LA DIRETTIVA EUROPEA DEL 1999 SUL RAPPORTO DI LAVORO A TERMINE, CHE VIETA L’UTILIZZAZIONE DI QUESTO CONTRATTO COME STRUMENTO ORDINARIO DI ASSUNZIONE E IMPONE COMUNQUE LA PARITA’ DI TRATTAMENTO ECONOMICO E NORMATIVO TRA LAVORATORI A TERMINE E A TEMPO INDETERMINATO, E’ INCOMPATIBILE CON IL DUALISMO DEL NOSTRO MERCATO DEL LAVORO
Articolo pubblicato dal Corriere della Sera, nella rubrica Lettera sul lavoro, il 31 marzo 2011 – Sulla non inamovibilità degli insegnanti pubblici nella scuola statunitense v. in questo sito l’articolo di Antonio Funiciello, Pd, sulla valutazione della scuola prendi esempio da Obama
Caro Direttore, la direttiva europea n. 70 del 1999 vieta agli Stati membri di consentire che il contratto a termine sia utilizzato come strumento ordinario di assunzione dei lavoratori; e impone comunque la parità di trattamento fra assunti a termine e assunti a tempo indeterminato. In applicazione di questa direttiva, il Tribunale di Genova ha condannato lo Stato italiano, che pratica come normale l’assunzione a termine dei nuovi insegnanti nella scuola e attribuisce loro un trattamento nettamente inferiore rispetto a quelli di ruolo. Il rischio per le esauste casse dello Stato è elevatissimo, perché i lavoratori di serie B o di serie C nella scuola sono oltre 150 mila. Come se ne esce?

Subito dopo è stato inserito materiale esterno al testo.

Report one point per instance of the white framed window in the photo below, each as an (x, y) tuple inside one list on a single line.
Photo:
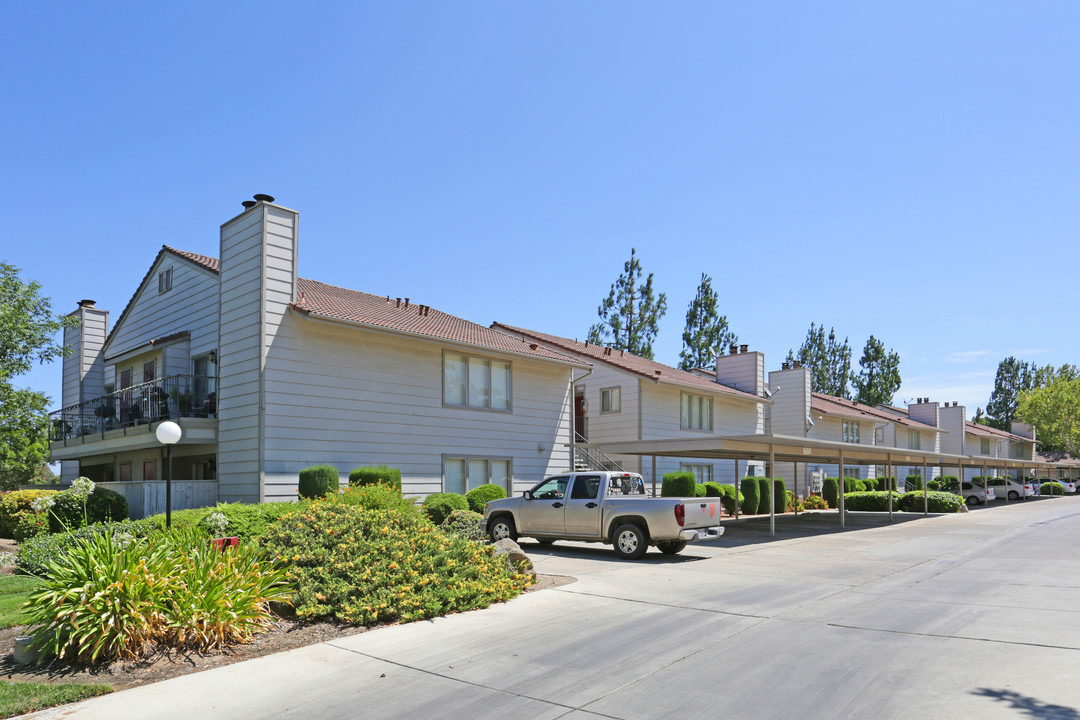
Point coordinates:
[(701, 473), (611, 399), (475, 382), (697, 412), (463, 473)]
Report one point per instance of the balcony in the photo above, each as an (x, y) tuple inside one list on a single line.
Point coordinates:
[(171, 397)]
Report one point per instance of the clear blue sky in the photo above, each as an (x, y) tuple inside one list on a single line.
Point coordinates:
[(907, 170)]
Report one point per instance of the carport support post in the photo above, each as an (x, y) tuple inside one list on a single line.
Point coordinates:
[(926, 498), (772, 491), (840, 489)]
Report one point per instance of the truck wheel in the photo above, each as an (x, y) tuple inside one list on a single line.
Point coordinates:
[(502, 528), (671, 546), (630, 542)]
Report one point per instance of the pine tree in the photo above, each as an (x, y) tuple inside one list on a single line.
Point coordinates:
[(705, 331), (630, 315)]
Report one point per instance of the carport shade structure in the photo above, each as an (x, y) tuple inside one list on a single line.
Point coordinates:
[(787, 448)]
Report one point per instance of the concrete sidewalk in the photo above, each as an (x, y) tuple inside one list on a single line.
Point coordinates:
[(961, 615)]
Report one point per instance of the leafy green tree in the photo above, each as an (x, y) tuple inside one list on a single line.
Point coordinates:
[(878, 377), (828, 360), (705, 330), (27, 331), (1054, 410), (631, 314)]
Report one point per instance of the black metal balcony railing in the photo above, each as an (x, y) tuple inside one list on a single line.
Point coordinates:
[(170, 397)]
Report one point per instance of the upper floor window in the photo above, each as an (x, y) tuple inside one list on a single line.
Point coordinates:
[(850, 431), (611, 399), (914, 439), (697, 412), (475, 382)]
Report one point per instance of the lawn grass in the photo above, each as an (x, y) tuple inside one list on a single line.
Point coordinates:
[(14, 589), (21, 697)]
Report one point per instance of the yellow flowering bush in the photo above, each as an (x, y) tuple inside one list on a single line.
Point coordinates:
[(366, 566)]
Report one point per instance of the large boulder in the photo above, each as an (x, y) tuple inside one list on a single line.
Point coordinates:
[(515, 557)]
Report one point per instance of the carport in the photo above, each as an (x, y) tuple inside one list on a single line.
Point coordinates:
[(774, 449)]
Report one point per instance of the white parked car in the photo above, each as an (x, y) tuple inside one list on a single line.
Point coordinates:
[(1011, 489)]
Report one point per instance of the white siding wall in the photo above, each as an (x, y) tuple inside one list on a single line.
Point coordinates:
[(240, 354), (350, 397)]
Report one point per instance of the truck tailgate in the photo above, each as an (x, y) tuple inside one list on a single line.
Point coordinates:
[(701, 512)]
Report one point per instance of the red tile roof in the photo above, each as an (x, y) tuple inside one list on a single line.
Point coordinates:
[(840, 406), (382, 311), (630, 363)]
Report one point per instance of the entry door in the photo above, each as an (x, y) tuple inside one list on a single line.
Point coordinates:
[(581, 514), (544, 512)]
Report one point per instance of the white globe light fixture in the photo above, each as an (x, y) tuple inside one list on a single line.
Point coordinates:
[(169, 434)]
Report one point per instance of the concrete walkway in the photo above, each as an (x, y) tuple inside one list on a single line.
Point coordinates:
[(947, 616)]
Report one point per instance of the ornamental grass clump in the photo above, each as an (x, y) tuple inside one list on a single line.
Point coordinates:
[(372, 566), (118, 596)]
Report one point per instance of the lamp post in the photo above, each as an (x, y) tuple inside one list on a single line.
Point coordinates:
[(169, 434)]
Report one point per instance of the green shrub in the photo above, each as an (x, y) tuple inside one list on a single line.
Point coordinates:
[(876, 501), (678, 485), (763, 496), (103, 505), (366, 567), (116, 596), (377, 475), (780, 496), (936, 501), (14, 504), (750, 496), (319, 480), (439, 505), (831, 491), (464, 524), (36, 554), (480, 497)]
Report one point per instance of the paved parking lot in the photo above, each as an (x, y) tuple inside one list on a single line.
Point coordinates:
[(946, 616)]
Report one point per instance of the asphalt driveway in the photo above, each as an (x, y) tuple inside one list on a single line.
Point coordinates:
[(945, 616)]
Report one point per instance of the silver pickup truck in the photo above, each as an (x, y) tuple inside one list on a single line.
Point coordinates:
[(606, 507)]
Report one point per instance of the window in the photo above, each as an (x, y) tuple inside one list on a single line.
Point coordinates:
[(611, 399), (463, 474), (475, 382), (697, 412), (701, 473)]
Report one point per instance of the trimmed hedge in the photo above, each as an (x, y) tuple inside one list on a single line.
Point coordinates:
[(875, 501), (439, 505), (377, 475), (937, 502), (318, 481), (103, 505), (678, 485), (750, 492), (480, 497)]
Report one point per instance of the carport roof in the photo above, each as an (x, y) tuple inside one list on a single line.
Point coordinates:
[(788, 448)]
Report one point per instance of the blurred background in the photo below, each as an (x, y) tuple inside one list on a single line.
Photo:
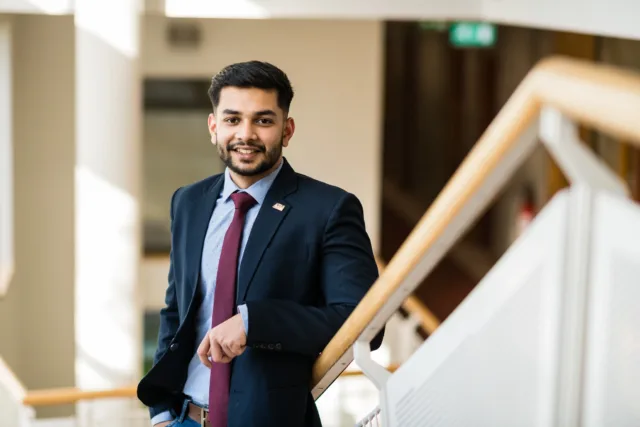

Per ottemperare alla direttiva europea occorrerebbe stabilizzare tutti quanti. Questo, però, alle condizioni attuali è impossibile: non solo perché costerebbe troppo, ma anche perché il rapporto di impiego “di ruolo” è troppo rigido per potersi applicare a tutti. Quei 150 mila precari oggi portano – da soli – tutto il peso della flessibilità di cui il sistema scolastico ha bisogno. Governo e sindacati stanno studiando la possibilità di stabilizzarne soltanto una parte; ma anche questo non risolverebbe nulla, perché la discriminazione vietata dal diritto europeo resterebbe in vita nei confronti dei moltissimi che rimarrebbero fuori.
C’è un modo solo per uscirne: ridefinire la disciplina dei rapporti di lavoro a tempo indeterminato per tutte le nuove assunzioni che avverranno d’ora in poi, in modo che essa possa applicarsi davvero a tutti, senza portare con sé costi eccessivi e in modo che la flessibilità necessaria sia ripartita in modo uguale su tutti: solo questo può evitare una grandine di ricorsi giudiziali destinati a moltiplicare per centomila gli effetti della sentenza di Genova. In altre parole: il vincolo posto dal diritto europeo ci obbliga – se vogliamo evitare la bancarotta dello Stato – a una riforma profonda del rapporto di impiego nella scuola, che superi l’attuale apartheid fra insegnanti di ruolo e insegnanti di serie B o C. D’ora in poi, tutti a tempo indeterminato, ma nessuno inamovibile. E non è difficile prevedere che lo stesso discorso finirà per estendersi anche alle altre amministrazioni pubbliche, dove quello stesso apartheid è ormai pratica largamente consolidata: si calcola che i “precari permanenti” nel comparto pubblico siano oltre 500 mila.
La direttiva europea, del resto, è vincolante anche per il comparto privato. Lo stesso identico problema è dunque destinato a riproporsi anche nel settore editoriale, in quello delle case di cura, e in molti altri dove ormai da un quarto di secolo è difficilissimo essere assunti con un rapporto di lavoro a tempo indeterminato e dove l’apartheid tra protetti e non protetti è la norma. Se la questione è dappertutto la stessa, anche la soluzione deve essere la stessa: un nuovo diritto del lavoro capace di applicarsi davvero a tutti i rapporti destinati a costituirsi da qui in avanti. Se, poi, con l’occasione, saremo capaci anche di semplificarlo, sarà tanto di guadagnato per tutti.